Um eleitorado que pune quem governa
Da Redação
O Chile realiza, neste domingo, eleições presidenciais e parlamentares em um ambiente de tensão e fadiga política. Segundo informações do jornal El País, o país vive há 20 anos um movimento quase mecânico: a cada ciclo eleitoral, a população substitui o grupo no poder por outro de orientação oposta. Desde 2006, quando Ricardo Lagos passou a presidência para Michelle Bachelet, ambas lideranças de centro-esquerda, esquerda e direita se alternam como resposta ao descontentamento com quem governa.
Ventos de mudança: avanço da extrema-direita
As pesquisas indicam vantagem para José Antonio Kast, principal nome da extrema-direita, mas o resultado ainda não está definido. O cenário permanece aberto, embora um elemento pese no ambiente eleitoral: o governo de Gabriel Boric enfrenta rejeição próxima de 60%, índice que limita a capacidade da esquerda de ampliar sua base de apoio. A combinação entre expectativas iniciais muito altas, dificuldades de articulação e a persistência do descontentamento social desde os protestos de 2019 ajuda a explicar o fortalecimento da direita.

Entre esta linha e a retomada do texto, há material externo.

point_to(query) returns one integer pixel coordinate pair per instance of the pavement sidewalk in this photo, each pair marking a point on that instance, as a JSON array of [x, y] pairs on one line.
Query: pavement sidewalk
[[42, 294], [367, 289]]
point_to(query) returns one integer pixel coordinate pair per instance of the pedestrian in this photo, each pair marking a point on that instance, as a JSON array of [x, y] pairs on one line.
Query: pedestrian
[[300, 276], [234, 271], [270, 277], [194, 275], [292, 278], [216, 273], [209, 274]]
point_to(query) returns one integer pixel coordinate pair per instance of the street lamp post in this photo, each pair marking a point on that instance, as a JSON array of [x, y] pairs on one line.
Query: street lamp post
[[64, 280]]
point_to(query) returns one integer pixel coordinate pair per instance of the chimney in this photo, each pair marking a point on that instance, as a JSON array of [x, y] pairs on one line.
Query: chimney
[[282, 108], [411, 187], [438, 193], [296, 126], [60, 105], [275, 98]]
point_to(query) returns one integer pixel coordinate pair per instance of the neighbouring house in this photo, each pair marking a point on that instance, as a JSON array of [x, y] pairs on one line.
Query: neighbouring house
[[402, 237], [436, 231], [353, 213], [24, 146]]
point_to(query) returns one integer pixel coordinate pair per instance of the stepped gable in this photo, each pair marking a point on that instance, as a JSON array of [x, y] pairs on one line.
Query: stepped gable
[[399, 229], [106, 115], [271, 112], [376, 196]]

Uma década marcada por oscilações e crises
As transformações políticas recentes reforçam o caráter volátil do eleitorado. Reeleito em 2018 com votação expressiva, Sebastián Piñera enfrentou fortes protestos que eclodiram em outubro de 2019 e comprometeram a estabilidade de seu governo. Dois anos depois, Boric assumiu o comando, simbolizando uma ruptura com a direita. Agora, o pêndulo volta a se mover, colocando novamente a esquerda na defensiva.
Cenário eleitoral: disputa fragmentada e segundo turno provável
De acordo com o El País, a candidata de esquerda Jeannette Jara, ex-ministra de Boric, aparece numericamente à frente na largada. As projeções, porém, indicam que ela deve enfrentar Kast no segundo turno — e, nesse confronto, o republicano surge com vantagem. Outro nome que ganha terreno é o do libertário Johannes Kaiser, que pode consolidar-se como terceiro colocado e ampliar a fragmentação do campo conservador.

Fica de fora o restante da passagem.